Art of Clean Code - Logging ~ VedantaTree ~ The Tree of Knowledge

"In some ways, programming is like painting. You start with a blank canvas and certain basic raw materials. You use a combination of science, art, and craft to determine what to do with them." - Andrew Hunt

My first lesson for importance of logging was in 2001-02, from my manager and coach Puneet Agarwal. We were building a framework for Data Bound Swing Components which can be used to design any application using a custom Net Beans kind of IDE, to enable rapid application development.

Design was to extend Swing Components, attach metadata for data source/s in context and pass it across component hierarchy using component life cycle events like add/removeNotify, and extend paint/print functions to render the components using data. This seems like a simple design flow, but had complex implementation due to hierarchical nature of UI elements. Data needs to be passed (and cleaned too) from parent to children and vice versa. Which means, any break in this recursive flow or any small miss (ex: even mishandling of data loading in repeated rendering events trigger by Swing) could cause issue in data loading, in rendering, memory management, and on focus kind of user facing features also.

The only savior to debug in such complex recursive programming environment was 'art of logging'. This is when my manager taught me the importance of logs, including right level of logs with right level of information and easy to understand format. I still remember that lesson and follow it that,

Logging is an Art

Fast forward today, we have much advanced features in IDE, ex: breakpoints, debug mode etc. These are making debugging much easier with live runtime data and control on start, restart and stop of events. Having said that, when there is issue in server or distributed environments, logs are very useful to understand the issue in one go by looking at logged data. Even in local dev environment also, it is much easier to see the whole system state by reading the properly crafted logs in one go.

Hence an effective logging is very important for clean code, a code which can be maintained easily for long, a code which can run in production without causing distress in nights for developers / ops / users and is easy to debug and fix quickly if there is any issue.

Let's talk about few of the important basics to make logging effective, and hence to write a clean effective code.

Have a common understanding of 'Format of Logs'

Yes, it is important. Refer to previous blog here about clean code, where we discussed about having standard formatting for codebase in a team, as it makes reading code easy. Same principle applies to logs also. If there are different kinds of log formatting, and patterns, it takes time to understand, and makes sense of it.
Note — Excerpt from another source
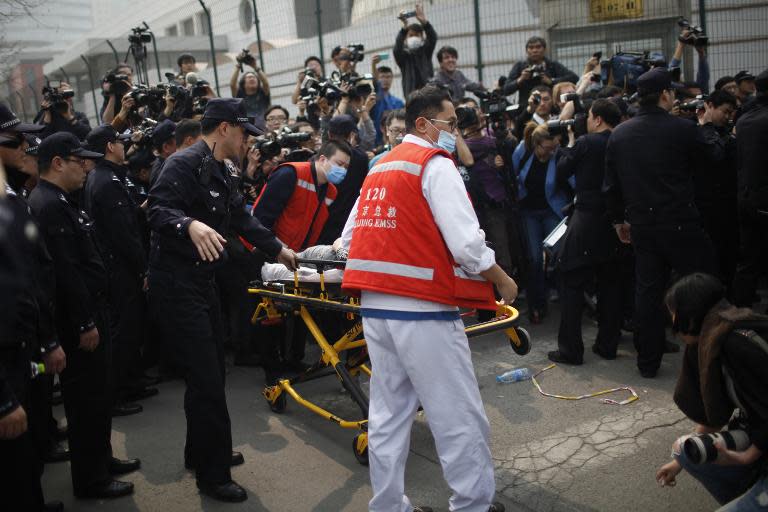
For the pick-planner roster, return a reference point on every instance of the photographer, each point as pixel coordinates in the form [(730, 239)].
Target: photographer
[(450, 77), (413, 50), (590, 250), (536, 70), (57, 113), (723, 371), (253, 86)]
We should be able to read logs like a Story . A story narrating the state of system in simple words

Hence, decide on a format together as a team, and follow it. Sample format:

A message telling stage, state of the system. state1[value1] state2[value2]
Error caused by <reason>. Expected behavior was <expectation>. errorMessage[message], exception stacktrace if available
and so on..

Format is not that important, however, having a common understanding of format is.
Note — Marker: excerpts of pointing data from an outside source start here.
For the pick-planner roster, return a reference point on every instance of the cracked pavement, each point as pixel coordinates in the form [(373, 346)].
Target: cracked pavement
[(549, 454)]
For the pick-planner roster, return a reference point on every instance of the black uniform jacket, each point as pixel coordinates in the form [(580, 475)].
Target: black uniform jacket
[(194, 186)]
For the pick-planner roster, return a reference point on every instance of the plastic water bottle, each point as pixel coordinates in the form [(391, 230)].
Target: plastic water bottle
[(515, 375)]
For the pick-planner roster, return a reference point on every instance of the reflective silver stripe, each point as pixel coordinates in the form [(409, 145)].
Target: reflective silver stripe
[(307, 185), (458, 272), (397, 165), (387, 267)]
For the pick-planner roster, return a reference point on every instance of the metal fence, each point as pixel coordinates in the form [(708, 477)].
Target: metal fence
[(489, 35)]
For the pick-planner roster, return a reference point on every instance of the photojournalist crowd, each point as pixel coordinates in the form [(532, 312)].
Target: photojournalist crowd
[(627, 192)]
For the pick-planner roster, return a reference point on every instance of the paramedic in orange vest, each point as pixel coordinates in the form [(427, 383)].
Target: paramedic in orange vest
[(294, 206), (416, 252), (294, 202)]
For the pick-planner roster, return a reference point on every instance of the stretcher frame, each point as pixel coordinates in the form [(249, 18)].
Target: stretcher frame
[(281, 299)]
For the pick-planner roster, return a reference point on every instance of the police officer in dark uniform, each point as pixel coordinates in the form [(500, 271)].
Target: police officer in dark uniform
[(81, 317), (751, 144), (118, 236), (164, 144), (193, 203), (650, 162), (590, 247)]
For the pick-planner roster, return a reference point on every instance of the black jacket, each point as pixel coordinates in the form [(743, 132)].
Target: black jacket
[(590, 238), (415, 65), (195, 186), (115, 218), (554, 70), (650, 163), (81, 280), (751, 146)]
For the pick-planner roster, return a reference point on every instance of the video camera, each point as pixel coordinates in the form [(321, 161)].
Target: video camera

Have a common understand of 'What to Log'

Similar to format of logs, having common understanding of 'what to log' is equally important. It helps to instill habit of logging right information as part of team culture, irrespective of components or developers. Ultimately, it helps to have symmetrical logs, with similar level of information which anyone can read, makes sense of the system state/error and can try to fix it. It helps to remove dependency on one person or even one team sometime, at least to understand the system state or cause of failure. Ex:

Incoming calls to system with parameters, and response codes or states.
Outgoing calls, parameters, and responses from other services. (of course after keeping security guidelines for logging in consideration)
and so on..

Have a common understanding about 'Level of Log'

Logging levels are important. What if all the logs have been put in 'info', it will make system super slow in live environment. Logs, string operations have significant impact on performance. And what if most of the logs are in debug, and there is no way to understand the important states in prod environment without enabling the debug mode, which will slow down the whole system. Same is for warn, error, and fatal too.

Define what should go where. Do we want to log all incoming and outgoing calls in info to understand important system interaction data. Do we want to log all intermediate important events in info. Do we want to log all state changes in debug, so as to debug any issue by just switching these on. Do we want to log db access failure as error, or it should be logged as fatal as we dont have any fallback db to failover automatically.

Have a common understanding as Team and follow it.

Define Infra, Tools to read the Logs

Defining tools and required infra to ingest, digest, and present log information in easy to retrieve and easy to read format is very helpful. If setup correctly, it saves lot of efforts (especially in distributed environments) of finding log files from different machines, collating data and then of making sense from multiple sources.

There are lot many awesome log analysis tools available nowadays, both open source and commercial. Pick one which makes good sense for your product, team and organization and use it. It is time, efforts savior and save team from frustration too in case of production issues.

Few examples of tools and framework: ELK, Graylog, Splunk, Sumologic, Logmatic. Here is one of the good blogs briefing about these tools.

Use all of above hard work for Monitoring, Alerts, and Stats

Once logs are in place, format and level of information is defined, tools to digest and present logs are configured. We are all set to utilize this information for higher purpose, which is to make life even easier and to make product more rich.

Setup monitoring on specific logged data and keywords which can help to raise alerts in case of any bad and good both kind of events. Support teams, dev teams can be informed at first sign of issue in system, giving them chance to act proactively, manage the issue or users or both.

An effective log monitoring system could be life savior by monitoring Vital Health signs of System proactively

Data generated by logs can be analyzed further to understand the usage pattern. This data can further be used to enhance, improve system resilience or product features also. Ex:

Analysis of traffic volume for all APIs can help to scale system and services proactively.
Analysis of pattern for feature usage can help to define the strategy for future feature enhancements, by understanding user behavior proactively.

There are many good blogs and resources available online for logging best practices and for tools, which can help to research best strategy. However, The most important aspect is to have a common understanding of log patterns, and analysis need. Once these basics are defined, agreed and followed at team level, rest of the ecosystem can be built easily around that.

We shall discuss more about error handling and documentation in next blogs.

Till then, Happy Coding..!